To gain
one's bread by the sweat of one's brow, is a curse. But it is a
curse attended with a blessing. It is an evil that shuts out a
greater evil. Labor for wages, labor for subsistence, and
subjection to the authority of employer or master, are the
conditions on which alone the laboring masses, white or black, can
live with advantage to themselves and to society."--_De Bow's
Review_, _Jan_. 1860, pp. 56, 57.
Mr. North asked if I did not think that the colored people should be
assisted in their efforts to get an education.

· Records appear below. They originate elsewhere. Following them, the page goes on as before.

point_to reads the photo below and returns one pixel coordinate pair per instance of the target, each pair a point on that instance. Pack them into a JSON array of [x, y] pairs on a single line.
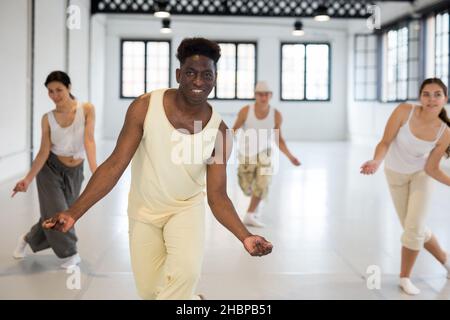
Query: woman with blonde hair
[[67, 134]]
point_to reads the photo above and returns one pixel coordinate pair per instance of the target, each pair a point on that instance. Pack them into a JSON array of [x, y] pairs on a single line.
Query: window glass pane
[[360, 43], [133, 65], [371, 92], [371, 75], [360, 75], [246, 71], [371, 43], [413, 89], [317, 72], [371, 59], [226, 71]]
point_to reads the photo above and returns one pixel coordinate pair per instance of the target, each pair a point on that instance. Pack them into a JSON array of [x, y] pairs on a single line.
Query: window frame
[[145, 40], [236, 43], [435, 41], [305, 43]]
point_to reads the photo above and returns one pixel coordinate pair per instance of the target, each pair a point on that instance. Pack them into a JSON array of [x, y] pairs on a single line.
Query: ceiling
[[349, 9]]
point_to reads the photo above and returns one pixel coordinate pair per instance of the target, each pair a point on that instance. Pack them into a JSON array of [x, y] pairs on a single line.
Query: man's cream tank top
[[168, 170]]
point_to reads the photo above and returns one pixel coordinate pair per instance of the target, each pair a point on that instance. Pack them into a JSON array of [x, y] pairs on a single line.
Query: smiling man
[[166, 206]]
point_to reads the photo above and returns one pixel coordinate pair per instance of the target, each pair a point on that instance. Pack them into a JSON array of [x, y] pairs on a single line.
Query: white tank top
[[257, 134], [407, 153], [68, 141]]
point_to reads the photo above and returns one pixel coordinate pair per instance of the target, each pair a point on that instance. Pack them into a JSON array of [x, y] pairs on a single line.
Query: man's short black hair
[[198, 46]]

"There are collegiate institutions," I told him, "for colored people, in
Oxford, Pa., and in Xenia, O. With great sorrow have I observed, that
applications to aid these institutions and to endow others for similar
purposes have been received with coldness and distrust by many who could
have made liberal contributions, for no other reason than the suspicion
that they were designed by Abolitionists to thrust forward the colored
man in an offensive manner. I have known the name of a leading
Abolitionist to be the death of a subscription-paper for such an
institution. This was a bitter prejudice. When philanthropy with regard
to the colored race among us falls into its natural channel, we shall
see the South and the North opening wide the doors of usefulness in
every department for which the colored people shall, any of them,
manifest an aptitude.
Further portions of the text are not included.